China alerta EUA sobre Groenlândia e defende atuação pacífica no Ártico
China responde a EUA e defende atuação no Ártico

O governo da China emitiu um alerta direto aos Estados Unidos nesta segunda-feira, exortando Washington a não utilizar outros países como justificativa para promover seus próprios interesses na Groenlândia. A declaração reafirma que as atividades chinesas na região ártica seguem estritamente as normas do direito internacional.

Resposta chinesa às declarações de Trump

Em entrevista coletiva, a porta-voz do Ministério das Relações Exteriores da China, Mao Ning, foi enfática ao declarar que os direitos e liberdades de todos os países para conduzir atividades no Ártico, de acordo com a lei, devem ser plenamente respeitados. Segundo ela, o objetivo da atuação chinesa na região é promover a paz, a estabilidade e o desenvolvimento sustentável, sempre em conformidade com o direito internacional.

Mao Ning acrescentou que os Estados Unidos não devem perseguir interesses próprios utilizando outros países como justificativa, ressaltando que o Ártico envolve interesses mais amplos da comunidade internacional. As declarações ocorrem em um momento de tensão crescente.

Ameaça de Trump e reações internacionais

O estopim da crise foram as declarações do então presidente dos Estados Unidos, Donald Trump, na sexta-feira, na Casa Branca. Trump reiterou que não permitiria que a Rússia ou a China ocupassem a Groenlândia e afirmou que decidiu fazer alguma coisa em relação ao território semiautônomo da Dinamarca, que ele diz querer controlar a bem ou a mal.

O presidente norte-americano voltou a defender a possibilidade de um acordo para adquirir a Groenlândia, argumentando a necessidade de impedir uma eventual expansão de influência russa ou chinesa na região. As ameaças aumentaram a tensão entre Washington, a Dinamarca e o governo local da ilha, com informações de que a Casa Branca avaliava diferentes cenários, inclusive o uso de força militar.

A primeira-ministra da Dinamarca, Mette Frederiksen, reagiu duramente, afirmando que uma tomada de controle norte-americana sobre a Groenlândia significaria, na prática, o fim da OTAN. Do lado groenlandês, o primeiro-ministro Jens-Frederik Nielsen e líderes dos demais partidos do parlamento local divulgaram uma nota conjunta reforçando que o futuro da Groenlândia deve ser decidido exclusivamente por seu povo.

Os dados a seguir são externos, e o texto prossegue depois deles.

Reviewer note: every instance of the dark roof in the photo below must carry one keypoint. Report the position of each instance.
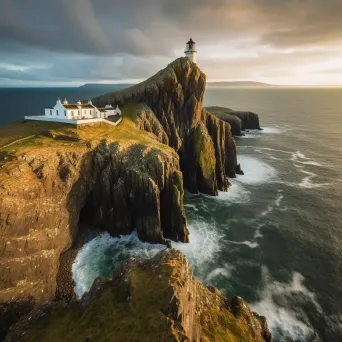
(75, 106)
(104, 109)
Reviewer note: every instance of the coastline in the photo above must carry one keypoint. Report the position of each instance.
(65, 284)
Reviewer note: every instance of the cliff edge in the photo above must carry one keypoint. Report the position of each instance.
(173, 111)
(238, 120)
(146, 300)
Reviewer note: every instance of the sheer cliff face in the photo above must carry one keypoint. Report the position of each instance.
(238, 120)
(173, 307)
(173, 112)
(116, 185)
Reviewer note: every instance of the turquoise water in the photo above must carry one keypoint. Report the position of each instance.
(276, 237)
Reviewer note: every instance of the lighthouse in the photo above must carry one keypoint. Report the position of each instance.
(190, 50)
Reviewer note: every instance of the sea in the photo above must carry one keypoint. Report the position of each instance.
(275, 238)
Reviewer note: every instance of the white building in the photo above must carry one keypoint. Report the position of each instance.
(79, 113)
(190, 50)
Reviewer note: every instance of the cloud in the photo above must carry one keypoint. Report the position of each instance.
(92, 40)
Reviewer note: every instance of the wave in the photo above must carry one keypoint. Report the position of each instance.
(283, 321)
(100, 256)
(236, 194)
(250, 244)
(299, 157)
(255, 133)
(192, 206)
(307, 183)
(225, 271)
(255, 171)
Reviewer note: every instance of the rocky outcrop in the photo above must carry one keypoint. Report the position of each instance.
(113, 182)
(238, 120)
(146, 300)
(172, 111)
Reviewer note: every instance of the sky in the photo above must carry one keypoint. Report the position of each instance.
(72, 42)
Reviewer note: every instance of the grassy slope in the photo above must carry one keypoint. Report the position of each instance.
(26, 136)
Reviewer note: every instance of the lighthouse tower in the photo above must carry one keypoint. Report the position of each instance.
(190, 50)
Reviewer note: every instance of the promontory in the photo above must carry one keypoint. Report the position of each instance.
(117, 179)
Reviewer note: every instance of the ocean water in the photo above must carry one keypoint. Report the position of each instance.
(275, 238)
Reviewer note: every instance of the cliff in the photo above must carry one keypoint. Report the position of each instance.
(172, 101)
(117, 178)
(238, 120)
(146, 300)
(54, 176)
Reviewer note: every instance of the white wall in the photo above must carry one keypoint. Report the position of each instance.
(72, 122)
(191, 53)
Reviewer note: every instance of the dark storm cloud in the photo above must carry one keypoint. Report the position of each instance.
(112, 39)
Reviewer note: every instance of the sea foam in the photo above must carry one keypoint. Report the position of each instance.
(255, 171)
(100, 256)
(284, 322)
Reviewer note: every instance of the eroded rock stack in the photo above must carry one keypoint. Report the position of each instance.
(172, 101)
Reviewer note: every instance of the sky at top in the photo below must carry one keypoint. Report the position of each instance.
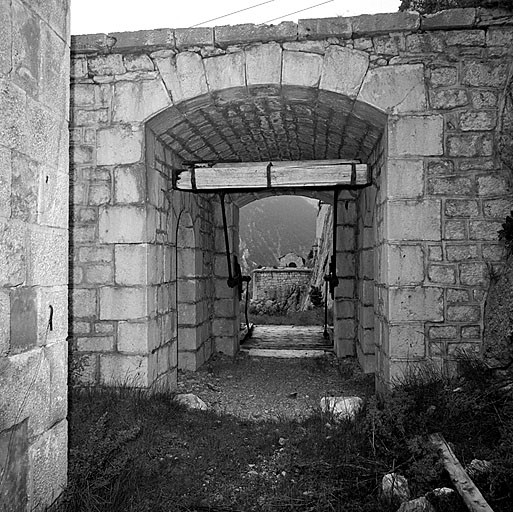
(93, 16)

Articulação europeia e a estratégia para o Ártico

No contexto da reação internacional, o ministro das Relações Exteriores da Alemanha, Johann Wadephul, marcou uma reunião em Washington com o secretário de Estado norte-americano, Marco Rubio, para discutir uma estratégia conjunta de segurança da OTAN para o Ártico. Antes da viagem, Wadephul afirmou que pretende tratar da responsabilidade compartilhada da aliança diante das rivalidades antigas e recentes na região, envolvendo Rússia e China.

A proposta de Berlim prevê uma missão conjunta da OTAN no Ártico para reforçar a segurança regional e conter a escalada de tensões provocada pelas declarações de Trump. A Alemanha busca coordenar uma resposta unificada entre os aliados.

Presença chinesa e a Rota da Seda Polar

Dados oficiais indicam que a presença chinesa na Groenlândia é mais limitada do que sugerem autoridades dos EUA. Ela está concentrada sobretudo em interesses comerciais, como projetos de mineração e iniciativas industriais que, em grande parte, não avançaram nos últimos anos.

Contudo, em 2018, a China passou a se definir como um Estado quase ártico e anunciou planos ambiciosos para desenvolver uma Rota da Seda Polar. Esta iniciativa está integrada ao projeto global Uma Faixa, Uma Rota, lançado em 2013, com o objetivo de ampliar a conexão entre Ásia, Europa e África por meio de grandes projetos de infraestrutura e investimento.

O impasse sobre o futuro da Groenlândia coloca em jogo não apenas a soberania dinamarquesa e os direitos do povo groenlandês, mas também o equilíbrio geopolítico em uma região de importância estratégica crescente devido às mudanças climáticas e às novas rotas comerciais que se abrem no Ártico.